BEIRUT: Net profits of the seven Lebanese banks operating in Syria have grown around 591 percent to 13.1 billion Syrian pounds, but experts dismissed the rise as merely due to valuation of foreign currencies to the pound.
The surge in net income is chiefly due to sharp increases in unrealized net foreign exchange gains from 3.7 billion Syrian pounds in the first half of 2012 to 31.4 billion in same period in 2013, according to data compiled by Byblos Bank.
Excluding gains from foreign exchange, the seven banks would switch into a loss of 18.3 billion Syrian pounds, the bank said in its weekly newsletter.
“There is no actual improvement and the only reason that there is such an increase in profits is the fluctuation of foreign exchange rates and the fact that these banks report their profits in Syrian pounds,” Nassib Ghobril, chief economist at Byblos Bank told The Daily Star.
Joe Sarrouh, adviser to the chairman of Fransabank, echoed Ghobril, adding that the surge was due to the fact that foreign banks in Syria were required to have 40 percent of their capital in foreign currencies.
Sarrouh dismissed the possibility of any banks selling foreign reserves to realize profits amid the current situation in Syria.

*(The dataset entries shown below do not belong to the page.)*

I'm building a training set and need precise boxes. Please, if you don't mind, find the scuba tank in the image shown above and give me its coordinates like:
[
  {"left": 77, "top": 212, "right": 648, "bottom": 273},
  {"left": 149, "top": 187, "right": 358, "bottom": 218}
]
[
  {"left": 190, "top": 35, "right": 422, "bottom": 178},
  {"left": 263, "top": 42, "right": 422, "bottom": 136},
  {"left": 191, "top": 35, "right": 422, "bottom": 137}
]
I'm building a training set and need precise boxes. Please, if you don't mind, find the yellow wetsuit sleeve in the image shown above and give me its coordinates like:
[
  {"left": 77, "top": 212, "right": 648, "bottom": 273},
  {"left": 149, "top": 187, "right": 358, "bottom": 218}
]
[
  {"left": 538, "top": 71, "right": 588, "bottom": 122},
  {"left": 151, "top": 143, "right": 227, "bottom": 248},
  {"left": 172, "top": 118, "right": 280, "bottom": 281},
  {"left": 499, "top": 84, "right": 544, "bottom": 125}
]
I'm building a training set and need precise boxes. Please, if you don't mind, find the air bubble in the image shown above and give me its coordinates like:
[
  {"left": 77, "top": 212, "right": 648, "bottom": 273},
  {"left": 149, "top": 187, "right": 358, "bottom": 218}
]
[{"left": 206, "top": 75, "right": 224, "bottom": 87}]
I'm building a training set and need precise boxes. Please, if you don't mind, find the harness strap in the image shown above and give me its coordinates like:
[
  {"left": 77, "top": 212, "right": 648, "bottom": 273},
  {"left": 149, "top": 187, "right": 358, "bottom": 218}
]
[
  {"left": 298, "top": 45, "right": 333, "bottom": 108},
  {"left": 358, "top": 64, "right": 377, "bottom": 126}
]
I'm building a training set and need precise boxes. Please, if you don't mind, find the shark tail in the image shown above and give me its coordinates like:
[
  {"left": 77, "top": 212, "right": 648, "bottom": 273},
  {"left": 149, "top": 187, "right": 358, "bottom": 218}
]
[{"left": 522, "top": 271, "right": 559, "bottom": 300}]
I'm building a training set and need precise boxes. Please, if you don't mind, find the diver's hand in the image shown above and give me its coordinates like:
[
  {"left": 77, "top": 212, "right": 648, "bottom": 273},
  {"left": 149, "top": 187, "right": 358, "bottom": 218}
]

The Fransabank official also said that the currency valuation profits were not being included in consolidated results of banks.
The aggregate net interest income of the seven banks was down 31.2 percent to 2.3 billion Syrian pounds, in the first half of 2013. Net fees and commission income increased 36.8 percent to 1.4 billion pounds.
The seven banks’ assets increased 56 percent to reach 483.8 billion pounds at the end of June 2013.
Total customer deposits reached 330 billon Syrian pounds at the end of June 2013, increasing by 45.6 percent from the end of 2012.
The ratio of the banks’ loans-to-customer deposits stood at 29.2 percent at end-June 2013 compared to 47.9 percent at the end of 2012.
Last quarter, profits of Lebanese banks operating in Syria fell by 98.2 percent to $640,000 from $49.8 million in the same period of 2012.
However, despite the increasingly challenging operating conditions in Syria, both Ghobril and Sarrouh said Lebanese were unlikely to withdraw from the Syrian market.
Declining consumer confidence and lower growth prospects at home will weigh negatively on the profitability of Lebanese banks in the second half of 2013.
The banks have reported modest growth in lending to the private sector and a contraction in the net loans portfolio of some major banks.
The head of the Association of Banks in Lebanon, Francois Bassil, warned in a recent interview with The Daily Star that the sector’s profits could drop by up to 20 percent over the next year if the political stalemate in the country persists.